George laughed gently. “Lord! Lord!” he said, “to see how men play it off upon poor weak women, working on their narves and that like. He kill you! Laryer Quest kill you, and he the biggest coward in Boisingham; but there it is. This is a world of wrong, as the parson says, and the poor shorn lambs must jamb their tails down and turn their backs to the wind, and so must you, marm. So it’s the workhus you’ll be in to-morrow. Well, you’ll find it a poor place; the skilly is that rough it do fare to take the skin off your throat, and not a drop of liquor, not even of a cup of hot tea, and work too, lots of it —scrubbing, marm, scrubbing!”
This vivid picture of miseries to come drew something between a sob and a howl from the woman. There is nothing more horrible to the imagination of such people than the idea of being forced to work. If their notions of a future state of punishment could be got at, they would be found in nine cases out of ten to resolve themselves into a vague conception of hard labour in a hot climate. It was the idea of the scrubbing that particularly affected the Tiger.
“I won’t do it,” she said, “I’ll go to chokey first——”
“Look here, marm,” said George, in a persuasive voice, and pushing the brandy bottle towards her, “where’s the need for you to go to the workhus or to chokey either—you with a rich husband as is bound by law to support you as becomes a lady? And, marm, mind another thing, a husband as hev wickedly deserted you—which how he could do so it ain’t for me to say—and is living along of another young party.”
She took some more brandy before she answered.
“That’s all very well, you duffer,” she said; “but how am I to get at him? I tell you I’m afraid of him, and even if I weren’t, I haven’t a cent to travel with, and if I got there what am I to do?”

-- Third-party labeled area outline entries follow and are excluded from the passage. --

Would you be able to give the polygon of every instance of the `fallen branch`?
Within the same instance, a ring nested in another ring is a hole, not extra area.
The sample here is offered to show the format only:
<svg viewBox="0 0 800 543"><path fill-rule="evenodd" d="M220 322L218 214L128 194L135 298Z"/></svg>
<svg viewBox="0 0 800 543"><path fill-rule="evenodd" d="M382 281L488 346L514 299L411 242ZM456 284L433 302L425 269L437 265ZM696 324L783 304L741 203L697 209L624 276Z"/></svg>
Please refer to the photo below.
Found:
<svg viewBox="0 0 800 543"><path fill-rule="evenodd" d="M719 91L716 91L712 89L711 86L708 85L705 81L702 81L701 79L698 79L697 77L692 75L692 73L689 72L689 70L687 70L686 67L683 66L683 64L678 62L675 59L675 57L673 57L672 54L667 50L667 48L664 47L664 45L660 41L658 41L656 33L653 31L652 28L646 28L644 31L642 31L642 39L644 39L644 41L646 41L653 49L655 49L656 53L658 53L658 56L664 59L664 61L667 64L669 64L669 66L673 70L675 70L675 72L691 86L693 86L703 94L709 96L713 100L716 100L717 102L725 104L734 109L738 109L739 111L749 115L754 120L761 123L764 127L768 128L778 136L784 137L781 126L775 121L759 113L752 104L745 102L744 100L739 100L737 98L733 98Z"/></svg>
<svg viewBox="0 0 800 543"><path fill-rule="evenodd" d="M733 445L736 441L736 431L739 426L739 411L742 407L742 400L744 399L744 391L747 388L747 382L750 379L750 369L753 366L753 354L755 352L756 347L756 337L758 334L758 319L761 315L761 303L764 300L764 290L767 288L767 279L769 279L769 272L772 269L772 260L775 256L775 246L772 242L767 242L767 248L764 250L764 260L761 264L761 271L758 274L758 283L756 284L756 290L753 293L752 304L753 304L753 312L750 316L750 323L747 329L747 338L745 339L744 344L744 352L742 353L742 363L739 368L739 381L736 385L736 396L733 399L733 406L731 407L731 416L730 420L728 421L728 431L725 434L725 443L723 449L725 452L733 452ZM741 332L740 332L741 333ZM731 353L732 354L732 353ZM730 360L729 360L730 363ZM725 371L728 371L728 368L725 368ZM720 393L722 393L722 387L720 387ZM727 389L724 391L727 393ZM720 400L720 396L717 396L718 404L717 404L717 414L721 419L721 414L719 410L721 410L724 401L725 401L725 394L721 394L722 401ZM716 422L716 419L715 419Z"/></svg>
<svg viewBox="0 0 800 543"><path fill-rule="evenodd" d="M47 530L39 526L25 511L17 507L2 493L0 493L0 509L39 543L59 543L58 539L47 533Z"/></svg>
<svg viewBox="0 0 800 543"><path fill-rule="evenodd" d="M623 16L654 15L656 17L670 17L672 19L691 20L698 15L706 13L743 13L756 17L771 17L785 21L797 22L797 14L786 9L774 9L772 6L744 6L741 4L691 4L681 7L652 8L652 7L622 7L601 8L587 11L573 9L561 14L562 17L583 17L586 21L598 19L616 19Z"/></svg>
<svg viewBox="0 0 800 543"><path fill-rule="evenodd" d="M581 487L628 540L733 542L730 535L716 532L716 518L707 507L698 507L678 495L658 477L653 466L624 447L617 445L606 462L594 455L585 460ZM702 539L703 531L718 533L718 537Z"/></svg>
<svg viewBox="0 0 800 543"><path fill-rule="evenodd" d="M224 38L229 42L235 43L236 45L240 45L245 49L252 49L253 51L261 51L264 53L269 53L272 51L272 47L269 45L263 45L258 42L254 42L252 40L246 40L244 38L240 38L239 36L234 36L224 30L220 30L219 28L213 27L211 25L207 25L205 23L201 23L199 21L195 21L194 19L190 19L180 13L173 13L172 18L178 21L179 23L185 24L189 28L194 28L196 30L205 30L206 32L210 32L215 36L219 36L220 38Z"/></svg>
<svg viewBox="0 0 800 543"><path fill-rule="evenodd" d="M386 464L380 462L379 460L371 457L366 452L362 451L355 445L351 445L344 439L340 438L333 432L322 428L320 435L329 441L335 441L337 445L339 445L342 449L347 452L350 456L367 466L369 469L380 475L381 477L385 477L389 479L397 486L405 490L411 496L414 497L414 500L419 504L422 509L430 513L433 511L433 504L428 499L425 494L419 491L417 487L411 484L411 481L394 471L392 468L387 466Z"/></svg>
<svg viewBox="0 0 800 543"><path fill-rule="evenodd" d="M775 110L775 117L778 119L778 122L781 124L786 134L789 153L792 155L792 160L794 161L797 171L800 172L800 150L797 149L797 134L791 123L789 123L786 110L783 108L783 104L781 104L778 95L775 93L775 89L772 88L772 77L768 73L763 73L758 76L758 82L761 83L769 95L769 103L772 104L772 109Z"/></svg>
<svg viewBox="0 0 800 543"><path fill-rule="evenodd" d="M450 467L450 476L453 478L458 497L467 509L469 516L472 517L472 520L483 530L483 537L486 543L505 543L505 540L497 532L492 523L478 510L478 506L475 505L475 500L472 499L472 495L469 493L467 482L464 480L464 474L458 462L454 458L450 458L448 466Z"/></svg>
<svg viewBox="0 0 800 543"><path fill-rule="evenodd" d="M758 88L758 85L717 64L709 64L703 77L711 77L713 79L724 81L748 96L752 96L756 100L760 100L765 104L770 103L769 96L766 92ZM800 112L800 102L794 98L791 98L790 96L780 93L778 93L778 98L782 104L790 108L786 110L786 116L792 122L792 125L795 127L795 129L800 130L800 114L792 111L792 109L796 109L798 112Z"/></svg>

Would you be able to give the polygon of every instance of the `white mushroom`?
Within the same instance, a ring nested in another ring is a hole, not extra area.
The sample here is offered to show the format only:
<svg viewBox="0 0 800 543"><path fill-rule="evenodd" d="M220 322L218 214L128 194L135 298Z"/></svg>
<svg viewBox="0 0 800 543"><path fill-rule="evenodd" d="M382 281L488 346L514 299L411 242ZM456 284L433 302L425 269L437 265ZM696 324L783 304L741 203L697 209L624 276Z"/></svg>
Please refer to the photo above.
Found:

“As for being afeard, marm,” he answered, “I’ve told you Laryer Quest is a long sight more frightened of you than you are of him. Then as for money, why, marm, I’m a-going down to Boisingham myself by the train as leaves Liverpool Street at half-past one, and that’s an hour and a bit from now, and it’s proud and pleased I should be to take a lady down and be the means of bringing them as has been in holy matrimony togither again. And as to what you should do when you gets there, why, you should just walk up with your marriage lines and say, ’You are my lawful husband, and I calls on you to cease living as you didn’t oughter and to take me back;’ and if he don’t, why then you swears an information, and it’s a case of warrant for bigamy.”
The woman chuckled, and then suddenly seized with suspicion looked at her visitor sharply.
“What do you want me to blow the gaff for?” she said; “you’re a leery old hand, you are, for all your simple ways, and you’ve got some game on, I’ll take my davy.”